Стремление к деспотизму — вот самое первое желание, которое внушила нам
Природа, и ее закон не имеет ничего общего с глупой поговоркой о том, что с
другими поступать следует так, как вы хотите, чтобы они поступали с вами,
при этом еще и добавляют, что эта заповедь обусловлена страхом перед
ответными репрессиями, хотя нет никакого сомнения в том, что только
ничтожные рабы, боящиеся собственной тени, придумали подобное наставление и
самым наглым образом пытаются всучить его нам под видом естественного
закона.
Я же утверждаю: самое первое, самое глубокое и сильное желание в
человеке — заковать в цепи своего ближнего и угнетать его изо всех сил.
Сосунок, который кусает грудь своей кормилицы, ребенок, который постоянно
ломает свою погремушку, показывают нам, что склонность к разрушению,
жестокости и угнетению — это самое первое, что Природа запечатлела в наших
сердцах, и что она зависит от вида заложенной в нас чувствительности.

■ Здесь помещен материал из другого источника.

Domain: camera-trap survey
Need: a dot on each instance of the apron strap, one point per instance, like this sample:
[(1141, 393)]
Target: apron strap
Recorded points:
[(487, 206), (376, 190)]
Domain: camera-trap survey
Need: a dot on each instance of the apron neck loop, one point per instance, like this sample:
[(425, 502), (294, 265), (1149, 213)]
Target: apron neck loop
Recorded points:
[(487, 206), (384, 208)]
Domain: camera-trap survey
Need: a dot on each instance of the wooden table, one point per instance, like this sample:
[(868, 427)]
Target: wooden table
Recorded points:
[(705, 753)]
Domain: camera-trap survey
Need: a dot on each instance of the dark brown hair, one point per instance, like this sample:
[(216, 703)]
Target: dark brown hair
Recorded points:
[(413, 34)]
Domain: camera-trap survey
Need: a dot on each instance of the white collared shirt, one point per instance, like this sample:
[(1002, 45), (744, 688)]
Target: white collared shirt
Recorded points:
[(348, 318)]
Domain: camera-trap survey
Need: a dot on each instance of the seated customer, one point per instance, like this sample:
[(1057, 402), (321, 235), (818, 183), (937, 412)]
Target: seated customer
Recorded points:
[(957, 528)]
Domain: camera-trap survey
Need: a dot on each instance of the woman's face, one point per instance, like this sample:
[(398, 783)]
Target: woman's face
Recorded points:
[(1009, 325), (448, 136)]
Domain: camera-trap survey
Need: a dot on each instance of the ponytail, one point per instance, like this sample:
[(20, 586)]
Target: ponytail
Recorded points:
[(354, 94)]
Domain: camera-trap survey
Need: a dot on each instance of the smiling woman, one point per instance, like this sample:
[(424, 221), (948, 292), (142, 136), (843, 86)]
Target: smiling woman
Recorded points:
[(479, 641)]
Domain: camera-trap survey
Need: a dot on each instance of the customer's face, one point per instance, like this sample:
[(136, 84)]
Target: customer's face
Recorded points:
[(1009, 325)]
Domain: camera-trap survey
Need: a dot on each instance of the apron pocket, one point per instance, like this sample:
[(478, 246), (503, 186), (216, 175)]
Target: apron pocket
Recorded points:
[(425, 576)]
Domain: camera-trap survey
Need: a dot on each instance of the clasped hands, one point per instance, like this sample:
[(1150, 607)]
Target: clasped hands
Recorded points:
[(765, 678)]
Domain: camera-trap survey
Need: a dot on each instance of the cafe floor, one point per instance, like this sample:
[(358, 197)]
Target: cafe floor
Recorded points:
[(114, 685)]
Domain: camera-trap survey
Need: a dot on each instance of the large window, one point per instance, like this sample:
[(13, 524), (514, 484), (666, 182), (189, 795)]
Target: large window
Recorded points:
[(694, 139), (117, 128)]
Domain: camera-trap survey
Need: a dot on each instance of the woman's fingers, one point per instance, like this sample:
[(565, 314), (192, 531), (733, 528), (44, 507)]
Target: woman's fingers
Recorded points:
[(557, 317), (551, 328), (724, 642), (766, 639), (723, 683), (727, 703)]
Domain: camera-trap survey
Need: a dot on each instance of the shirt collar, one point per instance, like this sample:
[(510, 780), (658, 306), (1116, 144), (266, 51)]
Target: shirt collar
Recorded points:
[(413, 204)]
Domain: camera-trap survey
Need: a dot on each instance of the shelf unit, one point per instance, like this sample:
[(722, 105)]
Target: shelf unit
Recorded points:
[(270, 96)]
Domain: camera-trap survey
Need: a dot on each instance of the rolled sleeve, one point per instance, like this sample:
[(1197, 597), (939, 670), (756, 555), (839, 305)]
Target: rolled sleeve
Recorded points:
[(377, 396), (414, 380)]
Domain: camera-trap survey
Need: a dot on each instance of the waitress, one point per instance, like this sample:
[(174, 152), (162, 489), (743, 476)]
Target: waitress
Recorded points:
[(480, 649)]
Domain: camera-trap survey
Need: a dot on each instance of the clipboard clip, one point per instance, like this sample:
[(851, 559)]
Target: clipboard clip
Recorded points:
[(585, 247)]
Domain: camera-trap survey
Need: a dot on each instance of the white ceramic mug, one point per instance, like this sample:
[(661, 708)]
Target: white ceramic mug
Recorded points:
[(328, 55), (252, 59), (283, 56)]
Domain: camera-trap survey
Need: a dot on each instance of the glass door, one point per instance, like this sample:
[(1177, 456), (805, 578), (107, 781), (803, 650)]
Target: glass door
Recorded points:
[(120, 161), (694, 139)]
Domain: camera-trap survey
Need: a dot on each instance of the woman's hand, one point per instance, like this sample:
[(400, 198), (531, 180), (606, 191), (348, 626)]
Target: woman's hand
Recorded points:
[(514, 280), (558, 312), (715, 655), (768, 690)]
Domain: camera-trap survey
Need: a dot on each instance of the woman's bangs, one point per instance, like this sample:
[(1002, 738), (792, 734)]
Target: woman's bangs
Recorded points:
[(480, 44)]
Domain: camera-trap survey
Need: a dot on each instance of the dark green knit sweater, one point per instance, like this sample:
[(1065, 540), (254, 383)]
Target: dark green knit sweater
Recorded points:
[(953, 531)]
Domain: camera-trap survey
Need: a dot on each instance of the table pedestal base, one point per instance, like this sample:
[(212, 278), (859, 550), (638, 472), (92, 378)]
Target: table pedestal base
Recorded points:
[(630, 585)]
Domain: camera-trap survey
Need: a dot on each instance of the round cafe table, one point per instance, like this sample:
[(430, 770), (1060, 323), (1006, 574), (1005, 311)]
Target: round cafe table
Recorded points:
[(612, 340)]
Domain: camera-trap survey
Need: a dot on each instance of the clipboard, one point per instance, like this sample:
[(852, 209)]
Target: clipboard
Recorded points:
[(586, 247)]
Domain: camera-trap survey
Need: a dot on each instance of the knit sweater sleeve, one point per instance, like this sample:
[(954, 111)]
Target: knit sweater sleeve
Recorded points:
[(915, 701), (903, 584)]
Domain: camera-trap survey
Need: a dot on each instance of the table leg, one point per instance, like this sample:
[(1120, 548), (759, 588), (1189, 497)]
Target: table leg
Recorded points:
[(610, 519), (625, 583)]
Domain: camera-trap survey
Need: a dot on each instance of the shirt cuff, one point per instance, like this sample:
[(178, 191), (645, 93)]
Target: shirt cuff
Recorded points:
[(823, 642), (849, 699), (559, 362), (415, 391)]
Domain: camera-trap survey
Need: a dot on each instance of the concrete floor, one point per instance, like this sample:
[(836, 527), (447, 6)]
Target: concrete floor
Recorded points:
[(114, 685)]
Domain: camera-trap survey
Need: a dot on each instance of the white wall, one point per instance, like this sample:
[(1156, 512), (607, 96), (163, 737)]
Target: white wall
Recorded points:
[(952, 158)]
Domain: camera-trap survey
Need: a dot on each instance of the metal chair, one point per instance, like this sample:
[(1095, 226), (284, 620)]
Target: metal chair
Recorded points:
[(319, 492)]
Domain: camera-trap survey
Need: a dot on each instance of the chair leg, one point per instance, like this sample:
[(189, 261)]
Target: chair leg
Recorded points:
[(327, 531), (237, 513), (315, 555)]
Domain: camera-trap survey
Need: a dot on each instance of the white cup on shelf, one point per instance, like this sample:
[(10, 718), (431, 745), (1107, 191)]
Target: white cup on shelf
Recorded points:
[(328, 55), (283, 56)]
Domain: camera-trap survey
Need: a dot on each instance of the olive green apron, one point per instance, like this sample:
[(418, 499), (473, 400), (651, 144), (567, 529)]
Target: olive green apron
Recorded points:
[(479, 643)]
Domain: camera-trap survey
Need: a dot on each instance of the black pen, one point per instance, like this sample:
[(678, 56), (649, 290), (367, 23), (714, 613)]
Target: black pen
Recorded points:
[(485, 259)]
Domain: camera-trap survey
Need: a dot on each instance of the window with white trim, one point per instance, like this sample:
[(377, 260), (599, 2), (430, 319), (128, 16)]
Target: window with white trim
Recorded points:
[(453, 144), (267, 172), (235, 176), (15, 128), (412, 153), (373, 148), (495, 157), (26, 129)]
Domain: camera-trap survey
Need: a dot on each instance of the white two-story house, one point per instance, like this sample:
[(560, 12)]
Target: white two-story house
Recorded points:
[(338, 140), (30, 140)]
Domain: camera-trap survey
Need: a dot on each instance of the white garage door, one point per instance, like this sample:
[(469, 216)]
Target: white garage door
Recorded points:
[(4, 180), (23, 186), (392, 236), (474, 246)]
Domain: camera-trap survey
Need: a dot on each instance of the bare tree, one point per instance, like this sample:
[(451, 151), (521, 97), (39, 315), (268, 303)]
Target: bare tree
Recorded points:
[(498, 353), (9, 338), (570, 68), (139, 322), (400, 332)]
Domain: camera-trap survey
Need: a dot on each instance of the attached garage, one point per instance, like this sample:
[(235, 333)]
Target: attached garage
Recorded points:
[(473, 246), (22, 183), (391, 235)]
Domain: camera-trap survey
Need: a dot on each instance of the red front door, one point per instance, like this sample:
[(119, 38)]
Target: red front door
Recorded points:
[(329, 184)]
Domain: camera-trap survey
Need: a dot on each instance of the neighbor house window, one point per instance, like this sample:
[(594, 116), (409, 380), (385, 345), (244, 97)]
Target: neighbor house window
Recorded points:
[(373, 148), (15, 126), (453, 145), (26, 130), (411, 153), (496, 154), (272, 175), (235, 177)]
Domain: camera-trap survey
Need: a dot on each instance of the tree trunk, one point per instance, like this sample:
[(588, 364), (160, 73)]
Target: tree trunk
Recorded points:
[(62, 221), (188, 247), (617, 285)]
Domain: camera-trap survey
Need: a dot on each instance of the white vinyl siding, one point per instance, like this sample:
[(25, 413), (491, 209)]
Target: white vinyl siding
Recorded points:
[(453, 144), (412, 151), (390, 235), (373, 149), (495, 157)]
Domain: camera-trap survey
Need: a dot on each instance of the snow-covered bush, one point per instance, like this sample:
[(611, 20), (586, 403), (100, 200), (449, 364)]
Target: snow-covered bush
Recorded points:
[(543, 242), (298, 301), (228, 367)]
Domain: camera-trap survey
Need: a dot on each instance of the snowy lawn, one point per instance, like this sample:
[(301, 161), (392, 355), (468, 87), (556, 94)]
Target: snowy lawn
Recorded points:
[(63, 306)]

Поэтому я полагаю самоочевидным тот факт, что все удовольствия, которые
скрашивают жизнь человека, все наслаждения, которые он способен испытывать,
все, что служит утолению его страстей, — все это целиком и полностью
выражается в его деспотизме по отношению к своим собратьям. В сластолюбивой
Азии предметы удовольствия содержатся в заточении — в гаремах, и это
доказывает, что угнетение и тирания намного усиливают похоть, и много
приятнее удовольствие, когда оно получено через посредство насилия. Когда
люди поймут, что степень насилия определяет количество человеческого
счастья, поскольку насилие дает необходимую встряску нервной системе, тогда
счастливейшим из смертных будет считаться самый грубый, самый жестокий,
самый коварный и порочный человек. Ибо, как часто повторяет наш друг
Нуарсей, счастье заключается не в пороке и не в добродетели, но в том, под
каким углом мы смотрим на то и на другое, и выбор зависит от нашей
индивидуальной организации. Мой аппетит вызывается не блюдом, которое мне
подают, — он заложен глубоко внутри меня и он называется потребностью моей
души; одна и та же пища может вызывать совершенно разные эмоции у двоих
разных людей: скажем, у голодного потекут слюнки, а у того, кто набил свой
желудок, появится отвращение, однако здесь надо учитывать коренное различие
между полученными вибрациями: порок вызывает в органах человека с порочными
наклонностями более сильные ощущения, нежели добродетель в человеке
добродетельном. Веспасиан имел доброе сердце, а Нерон был дьяволом несмотря
на тот факт, что оба обладали чувствительностью, — просто у них был разный
темперамент и разные виды чувствительности, так что, без сомнения, Нерон
испытывал более яркие ощущения, чем Веспасиан, и был намного счастливее.
Почему? Да потому что более сильные ощущения всегда доставляют человеку
больше удовольствий, и сильная личность, благодаря своей внутренней
организации, служит сосудом скорее для всего злого, нежели для доброго, и
скорее познает счастье, чем мягкий и миролюбивый человек, чья слабая
организация не даст ему иных возможностей, кроме как уныло жевать презренную
жвачку банальной добропорядочности; скажи, в чем достоинство добродетели,
если повсеместно люди предпочитают ей порок? Итак, Веспасиан и Нерон были
настолько счастливы, насколько это было в их силах, но Нерон все-таки был
счастливее, так как его удовольствия были несравненно живее, острее и
глубже, между тем как Веспасиан, раздавая нищим милостыню (по его словам
«бедные тоже должны жить»), испытывал ощущения, бесконечно более слабые, чем
Нерон, который с лирой в руках любовался тем, как горит Рим.